As a professor, I know all about the concept of grading on a curve — taking a group of individuals and assessing them on a relative basis, meaning objective achievement is not measured.

There is an old joke about two campers awakened by a grizzly bear outside their tent. The first camper jumps up and runs out of the tent barefoot. The second takes a moment to put on his sneakers and ties them up. The first camper yells to the second, “What are you doing? The bear will catch you!” The second camper answers, as he runs past the first, “I don’t have to outrun the bear, I only have to outrun you.”

The camper doesn’t have to be fast on an absolute basis, just fast enough to outrun his delicious friend.

Grading on a curve is a method used when you know that at the end of an evaluation you have to give everyone a grade, and some people must get As.

In the context of a U.S. election, one of the candidates must win — someone will “get the A.”

The negativity surrounding Clinton and Trump -- whatever the source and cause -- is leading many Americans to state that they have chosen their candidate because he or she is the lesser of two evils.

The candidates and their advisors now understand that it’s not really about being objectively better but being relatively better. They don’t care about outrunning the bear, only that their challenger gets devoured.

However, grading on the curve does not have to be about being the best among relatively bad choices. It can in fact be a tool for making a fine distinction between excellent choices. As I have learned from my own experience as a grader, the curve forces distinctions to make a grade distribution; it does not provide a mechanism to qualify the participants.

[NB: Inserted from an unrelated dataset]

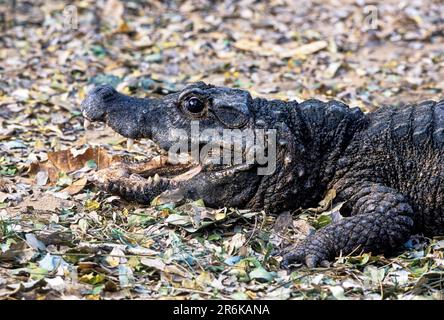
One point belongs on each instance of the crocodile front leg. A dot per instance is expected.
(381, 221)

The segmentation of our political discussion adds complexity. It masks the reality that most Americans do have common criteria against which they evaluate politicians. If you look at how people feel about the institution — Congress or the Presidency — you can get a sense of these common objective criteria. We broadly expect our politicians to be honest, hardworking, smart and interested in looking out for our interests.

Ideological differences add an additional level of criteria — consider for example, how important a decisive leadership style is to a Republican voter or empathy is to a Democrat. Our current political environment reinforces those differences in ideological criteria as a way to get us to grade against the curve. We do not talk about the commonality nor do we measure against the broader criteria we all share. It’s not about being excellent — it’s about being just better than the other guy. And that’s why our political campaigns are so negative.

In order to allow the United States to break this cycle, there are two choices available. We could, like many other nations, include in our system the concept of a no-confidence vote to trigger new elections when politicians don’t do their jobs. Or, through its nominating processes the parties could utilize our common objective criteria as the first guiding principles for candidate selection.

In short, let us be able to choose excellence. How can we get our political system to facilitate that?